En parlant de maillot, celui que portent les joueurs d'Hardegger est devenu une vitrine de leur militantisme. Charlotte, une autre membre de l'équipe, en est fière: «À travers lui, on peut revendiquer nos combats. On le porte partout. Parfois, on croise quelqu'un qui le porte dans la rue. C'est une manière pour les gens de nous soutenir.»

Violet, rayé de noir (ou l'inverse), le tissu que l'on croise parfois au détour d'une rue à Lausanne arbore plusieurs slogans: «Personne n'est illégal» en farsi (langue officielle en Iran) ou encore «Siamo Tutti Antifascisti» («Nous sommes tous antifascistes» en italien). En regardant le logo, le militantisme est tout autant explicite. Un poing levé vers le ciel devant les couleurs du club.

La vente du maillot participe à l'autofinancement du club.
Photo: FC Hardegger

Dans les faits, la dimension politique du FC Hardegger est-elle si importante? «Oui», répondent en chœur plusieurs membres. «Ça, c'est sûr». Lola continue: «La dimension politique est à l'externe, mais aussi à l'interne. On essaye d'avoir un cadre inclusif. C'est une équipe mixte – donc on intègre des femmes, des personnes issues de la migration. Il y a cette volonté d'ouvrir l'équipe à ceux qui n'y ont généralement pas accès. Mais il y a aussi évidemment tout ce qui est porté vers l'extérieur, dans nos revendications. On se décrit comme un club de foot antifasciste – les valeurs de solidarité sont centrales.»

A ce titre, plusieurs actions sont menées. Pendant l'Euro, le groupe organise des projections et récolte des fonds pour aider une famille à sortir de Gaza. Au mois d'octobre 2023, Le FCH avait organisé un tournoi et avait récolté plus de 4000 francs pour une organisation humanitaire palestinienne.

Un ovni qui plait

En Suisse romande, le FC Hardegger se retrouve bien esseulé à la pointe de la lutte antifasciste. Pour trouver des coéquipiers, c'est à l'international qu'il faut regarder. Les Parisiens de Ménilmontant, le Spartak Lecce (dans les Pouilles) ou peut-être le plus connu: le FC Sankt Pauli.
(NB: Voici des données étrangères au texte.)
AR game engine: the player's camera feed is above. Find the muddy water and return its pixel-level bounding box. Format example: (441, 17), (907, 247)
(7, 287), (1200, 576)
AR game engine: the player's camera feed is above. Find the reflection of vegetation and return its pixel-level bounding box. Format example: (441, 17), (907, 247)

Le club de Hambourg qui retrouvera la saison prochaine la Bundesliga après plus d'une décennie en deuxième division allemande.

Si le club fait figure d'exception dans le paysage footballistique romand, il n'en reste pas moins populaire. «On répond à un besoin», sort un joueur. Lola enchaine: «Il y a vraiment une demande pour ce football avec de la solidarité au centre. On est face à des dilemmes – on est presque surpassés.»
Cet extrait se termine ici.